Gaia Gelato was our second dessert. This charming gelato establishment is where an authentic gelato lab has been installed with machines brought by two cousins from Italy. Here they use the traditional preparation method to combine Carlsbad alkaline water and fresh California ingredients. We sampled the blood orange, espresso, dark chocolate and honey-lavender gelatos. Then, we had to re-sample them since we couldn’t decide which was the best. Very special gelato, indeed.
One of my cohorts and myself stayed in Carlsbad to explore two new restaurants that we had heard so much about. I would definitely recommend taking the time to enjoy both of these places.
Campfire restaurant opened in 2016 with the idea of gathering around a fire with honest cooking. Immediately when you enter the restaurant, bar seating awaits you next to the glass-enclosed
kitchen with a wood-fueled grill and smoker as well as a raw bar. As you meander through the restaurant, you enter a Quonset hut-style metal roofed area with a tent-like covering, a suggestion to the name of the restaurant. Outside are picnic tables and the quintessential teepee. The menu offers a tip-of-the-hat to vegetables prepared in unique ways. Try the grilled brassica (members of the mustard family like broccoli or cabbage), roasted broccoli, or blistered wax bean as appetizers. It’s not all about vegetables, however, because the menu offers monkfish, wagu, and ribeye. We sampled appetizers at the bar, and I had to try a cocktail called Campfire made of bourbon, smoke, chocolate, and orange peel. And yes, they do serve s’mores.

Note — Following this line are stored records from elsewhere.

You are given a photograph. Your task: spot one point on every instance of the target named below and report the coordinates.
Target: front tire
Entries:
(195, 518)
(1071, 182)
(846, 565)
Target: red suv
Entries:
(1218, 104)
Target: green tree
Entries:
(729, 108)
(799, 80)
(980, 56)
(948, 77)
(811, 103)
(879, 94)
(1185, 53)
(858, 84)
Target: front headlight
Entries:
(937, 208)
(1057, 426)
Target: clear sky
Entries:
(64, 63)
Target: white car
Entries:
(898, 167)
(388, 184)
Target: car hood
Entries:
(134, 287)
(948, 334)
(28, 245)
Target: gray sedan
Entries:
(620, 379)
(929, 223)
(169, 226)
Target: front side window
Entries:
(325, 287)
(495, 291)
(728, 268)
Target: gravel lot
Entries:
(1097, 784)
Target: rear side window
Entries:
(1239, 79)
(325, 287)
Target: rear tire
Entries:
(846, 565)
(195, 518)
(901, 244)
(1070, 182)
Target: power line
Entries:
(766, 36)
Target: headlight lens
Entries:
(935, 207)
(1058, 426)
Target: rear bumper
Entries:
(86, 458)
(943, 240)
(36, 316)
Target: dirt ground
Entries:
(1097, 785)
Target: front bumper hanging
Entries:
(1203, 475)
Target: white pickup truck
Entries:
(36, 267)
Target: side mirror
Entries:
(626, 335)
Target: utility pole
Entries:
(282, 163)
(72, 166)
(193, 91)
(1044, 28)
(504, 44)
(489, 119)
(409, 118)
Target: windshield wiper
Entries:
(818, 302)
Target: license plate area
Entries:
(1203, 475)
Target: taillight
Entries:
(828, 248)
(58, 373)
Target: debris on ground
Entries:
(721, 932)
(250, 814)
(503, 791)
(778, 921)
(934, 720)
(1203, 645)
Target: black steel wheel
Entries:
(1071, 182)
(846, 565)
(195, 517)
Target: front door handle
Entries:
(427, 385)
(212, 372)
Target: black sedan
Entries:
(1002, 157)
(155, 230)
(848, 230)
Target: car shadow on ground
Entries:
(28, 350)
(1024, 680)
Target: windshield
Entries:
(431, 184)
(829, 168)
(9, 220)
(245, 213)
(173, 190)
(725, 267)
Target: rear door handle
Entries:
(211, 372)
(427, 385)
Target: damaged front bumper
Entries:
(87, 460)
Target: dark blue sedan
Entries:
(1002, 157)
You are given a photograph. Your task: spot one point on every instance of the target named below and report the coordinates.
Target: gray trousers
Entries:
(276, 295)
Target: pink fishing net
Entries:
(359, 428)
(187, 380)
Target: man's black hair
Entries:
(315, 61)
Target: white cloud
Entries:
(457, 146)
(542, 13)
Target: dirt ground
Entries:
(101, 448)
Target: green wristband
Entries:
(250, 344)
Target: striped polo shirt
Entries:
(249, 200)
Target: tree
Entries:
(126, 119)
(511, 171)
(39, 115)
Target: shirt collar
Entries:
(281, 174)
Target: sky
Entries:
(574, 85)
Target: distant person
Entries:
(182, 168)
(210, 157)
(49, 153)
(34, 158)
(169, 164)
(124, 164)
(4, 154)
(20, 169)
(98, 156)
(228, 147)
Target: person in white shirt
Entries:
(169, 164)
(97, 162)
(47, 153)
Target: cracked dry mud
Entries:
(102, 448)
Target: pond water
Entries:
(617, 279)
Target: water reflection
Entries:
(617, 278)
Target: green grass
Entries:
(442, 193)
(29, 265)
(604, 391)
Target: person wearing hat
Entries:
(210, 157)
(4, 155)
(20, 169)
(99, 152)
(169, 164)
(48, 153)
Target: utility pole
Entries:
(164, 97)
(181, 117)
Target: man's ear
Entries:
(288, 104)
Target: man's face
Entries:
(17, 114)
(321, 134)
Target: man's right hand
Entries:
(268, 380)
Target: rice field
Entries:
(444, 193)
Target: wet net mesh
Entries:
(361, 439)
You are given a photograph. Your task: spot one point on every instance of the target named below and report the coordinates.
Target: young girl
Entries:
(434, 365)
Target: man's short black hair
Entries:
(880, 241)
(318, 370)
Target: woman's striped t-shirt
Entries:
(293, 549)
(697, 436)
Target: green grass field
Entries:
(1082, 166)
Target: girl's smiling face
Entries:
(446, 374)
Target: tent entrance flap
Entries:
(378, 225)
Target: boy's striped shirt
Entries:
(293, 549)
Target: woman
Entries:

Our last stop for the day was Jeune et Jolie restaurant (meaning young and beautiful and
named after a French erotic drama film.) It is owned by the same group as Campfire but elicits a sexy, grown-up atmosphere with its crushed velvet booths, marble and polished brass. Here you will find luxury at its best with seafood platters, black truffle, foie gras, and caviar. Absinthe is found on the cocktail menu. My friend tried the Absinthe Frappe made with lime and mint over crushed ice. Truly beautiful. Since we had been eating all day, we ordered the Pain Et Beurre (baguette with butter) and Crevette (prawns with baby vegetables, peanuts, and a consommé. It was exquisite.